Anthony Sperryn, 1/10/2012
Peter, I agree with your wish that Miliband “stop playing the right-wing game”. Using ‘spreadsheets’ as a basis for gaining voter support is doomed to failure. Ed’s repeated mantra that “if we win in 2015 we will have to make tough decisions on public spending” (for example) is the wrong message to broadcast – even though it ‘may’ be the the only practical option. By advocating an ‘austerity-light’ solution Miliband will be seen as a diluted and weaker Cameron and will earn him no ‘brownie points’ with disillusioned Tories and Lib Dems or even many Labour voters.
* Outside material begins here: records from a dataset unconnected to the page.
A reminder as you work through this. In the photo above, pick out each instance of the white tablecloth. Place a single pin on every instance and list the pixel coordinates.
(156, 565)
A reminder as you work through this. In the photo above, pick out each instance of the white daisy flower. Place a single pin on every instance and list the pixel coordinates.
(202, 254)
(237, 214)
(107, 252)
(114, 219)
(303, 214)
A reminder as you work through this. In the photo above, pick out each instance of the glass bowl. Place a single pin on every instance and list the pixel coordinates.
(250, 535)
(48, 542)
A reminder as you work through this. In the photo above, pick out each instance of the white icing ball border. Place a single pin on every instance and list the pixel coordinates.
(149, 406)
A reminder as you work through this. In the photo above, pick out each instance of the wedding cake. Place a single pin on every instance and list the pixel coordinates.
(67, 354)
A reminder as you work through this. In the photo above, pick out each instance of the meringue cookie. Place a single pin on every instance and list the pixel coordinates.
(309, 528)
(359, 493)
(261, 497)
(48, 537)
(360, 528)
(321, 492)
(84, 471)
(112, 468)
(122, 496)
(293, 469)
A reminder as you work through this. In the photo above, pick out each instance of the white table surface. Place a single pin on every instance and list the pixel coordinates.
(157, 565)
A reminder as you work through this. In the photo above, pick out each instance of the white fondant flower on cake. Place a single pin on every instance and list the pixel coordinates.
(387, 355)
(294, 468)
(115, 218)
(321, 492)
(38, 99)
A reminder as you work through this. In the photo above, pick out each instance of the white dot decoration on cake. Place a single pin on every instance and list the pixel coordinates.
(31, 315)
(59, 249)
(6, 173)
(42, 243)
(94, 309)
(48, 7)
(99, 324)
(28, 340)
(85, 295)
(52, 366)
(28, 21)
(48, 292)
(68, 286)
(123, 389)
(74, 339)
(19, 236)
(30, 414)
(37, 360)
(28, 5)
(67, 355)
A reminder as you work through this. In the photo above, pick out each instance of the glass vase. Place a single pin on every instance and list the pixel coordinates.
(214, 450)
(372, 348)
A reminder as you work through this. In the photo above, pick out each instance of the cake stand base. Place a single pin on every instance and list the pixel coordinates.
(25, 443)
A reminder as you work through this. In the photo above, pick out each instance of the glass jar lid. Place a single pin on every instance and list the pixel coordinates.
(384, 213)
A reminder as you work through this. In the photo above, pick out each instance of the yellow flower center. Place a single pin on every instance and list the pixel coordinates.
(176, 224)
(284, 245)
I would like Labour to be advocates for all the losers in our nation: the young unemployed, workers facing injustices in their wage packets and conditions of service etc. Like past party leaders, he thinks that keeping a critical distance from unions (particularly when they call for strikes) is ‘good for business’ and will appease a generally anti-Labour Press and TV but I believe this strategy will only lead to electoral failure. I despair every time I see shadow ministers kowtowing to aggressive (and too often vindictive) interviewers (constantly addressing them by their first name, not challenging their biased/bigoted versions of events, beginning answers with “I think” rather than “I believe” or “I know”, allowing themselves to be constantly interrupted etc.). I want to see more aggressive opposition to coalition policies rather than the present anaemic approach. I want to see Labour criticising THIS government rather than the last. I want Labour to put workers before business exploiters. I want to see passionate rhetoric in our MPs (sadly lacking in most cases).
My message to Ed and the PLP is: stop apologizing for the past, stop treating people as problematic ‘cells’ on some economic spreadsheet, start having ‘balls’ on attacking EVERY unfair aspect of coalition governance, and, start to give the nation a ‘moral imperative’ that epitomizes the traditional values of the Labour movement.